En poursuivant la lecture des contrats d’apprentissage que j’ai relevés, j’ai lu cette clause dérangeante. Puis, j’ai tenté de la comprendre, et merci de me faire part de vos suggestions.

Qu’est ce qu’un tailleur d’habits peut bien avoir à réaliser de si urgent, qu’il faille travailler de nuit en cas de nécéssité ?

Je vois la tenue de deuil, car dans ce cas, le tailleur n’avait que quelques heures, puisqu’à cette époque les inhumations ont lieu dans les 24 h qui suivent le décès.

Lorsque j’étais jeune, dans les années 1950, on portait toujours des vêtements de deuil, de couleur noire, et rien d’autre, souvent durant toute une année voire plus. Avez vous des souvenirs de ce type, car il semble bien que cette coutume soit en voie de disparition ?
Je crois qu’autrefois on portait des tenues de deuil, car j’ai trouvé à Angers un acte notarié par lequel une veuve payait son tailleur d’habits d’une telle toilette. Le montant était élevé, mais la dame cherchait en fait à se remarier… et la toilette de deuil devait être à la fois noire et coquette, bien que le contrat ne précise pas la couleur….

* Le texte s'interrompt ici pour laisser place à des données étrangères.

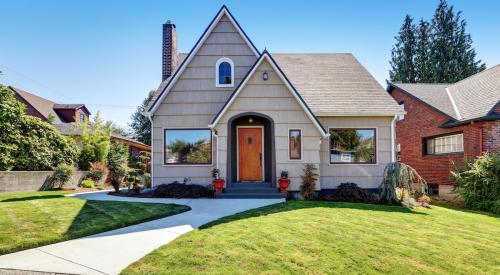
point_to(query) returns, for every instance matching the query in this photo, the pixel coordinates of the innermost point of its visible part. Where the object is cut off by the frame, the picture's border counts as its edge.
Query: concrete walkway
(112, 251)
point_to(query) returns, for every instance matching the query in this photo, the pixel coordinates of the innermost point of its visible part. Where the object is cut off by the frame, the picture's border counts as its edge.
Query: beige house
(254, 114)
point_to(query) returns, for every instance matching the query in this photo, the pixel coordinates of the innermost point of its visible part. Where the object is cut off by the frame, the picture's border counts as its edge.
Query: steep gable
(222, 38)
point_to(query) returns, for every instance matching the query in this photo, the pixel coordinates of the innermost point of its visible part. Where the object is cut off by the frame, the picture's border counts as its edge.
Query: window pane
(295, 144)
(188, 146)
(225, 76)
(445, 144)
(352, 146)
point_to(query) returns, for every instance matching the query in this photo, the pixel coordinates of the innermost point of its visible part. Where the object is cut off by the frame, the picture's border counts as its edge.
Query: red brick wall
(491, 136)
(423, 121)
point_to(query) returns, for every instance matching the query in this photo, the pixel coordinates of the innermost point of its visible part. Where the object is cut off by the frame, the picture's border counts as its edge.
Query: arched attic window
(224, 73)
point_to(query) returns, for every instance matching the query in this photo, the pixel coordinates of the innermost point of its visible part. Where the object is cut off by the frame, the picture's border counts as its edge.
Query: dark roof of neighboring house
(469, 99)
(72, 129)
(329, 83)
(46, 107)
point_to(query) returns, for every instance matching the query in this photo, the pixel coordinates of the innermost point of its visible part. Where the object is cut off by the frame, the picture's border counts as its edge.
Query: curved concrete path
(112, 251)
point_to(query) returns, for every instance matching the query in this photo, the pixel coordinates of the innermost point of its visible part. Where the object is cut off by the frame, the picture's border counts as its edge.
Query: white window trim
(185, 165)
(301, 145)
(347, 163)
(224, 59)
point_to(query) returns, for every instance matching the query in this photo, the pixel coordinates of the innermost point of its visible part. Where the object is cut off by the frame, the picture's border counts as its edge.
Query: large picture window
(352, 146)
(444, 144)
(295, 144)
(188, 146)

Il s’agissait aussi sans doute de noces, de ces noces villageoises, vite arrangées et expédiées, mais auxquelles tout le monde venait. Le tailleur local (on n’avait pas encore la planète entière pour acheter) devait effectivement être parfois totalement débordé…, car il était seul à pouvoir satisfaire les demandes locales…
D’autant qu’on assemblait à la main, et que nous avons vu qu’autrefois les tissus étaient solides et épais, pour durer. J’ai eu la curiosité d’aller voir l’Encyclopédie Diderot, et suis tombée en arrêt devant les points utilisés.

Cette planche ressemble à mes cahiers d’écolière. J’avais un cahier de couture, dans lequel on intercalait sous forme de fenêtre, nos exploits de couturière en herbe. J’avais une planche de points, mais pas aussi variée que celle-ci, qui illustre à merveille le besoin de coutures solides de tissus épais. Mais qui illustre aussi qu’il fallait beaucoup de temps pour assembler les étoffes, d’autant que les femmes n’étaient pas arrivées à la mini-jupe (moi non plus au reste).

C’est le seul contrat dans lequel j’ai lu le travail de nuit, mais par contre j’ai lu à plusieurs reprises une clause plus sympathique : le maître est aussi (après les clauses habituelles) tenu de traiter son apprentis humainement.
Poursuivant ma lecture détaillée, j’ai même un contrat dans lequel cette clause est rédigée ainsi :
le traiter doucement et humainement.

Cette phrase, hallucinante dans un contrat, signifierait-elle que certains maîtres auraient été plus que durs, et certains parents auraient-ils voulu éviter cela à leur progéniture ? Je pense qu’il faut la lire ainsi, enfin, c’est mon hypothèse.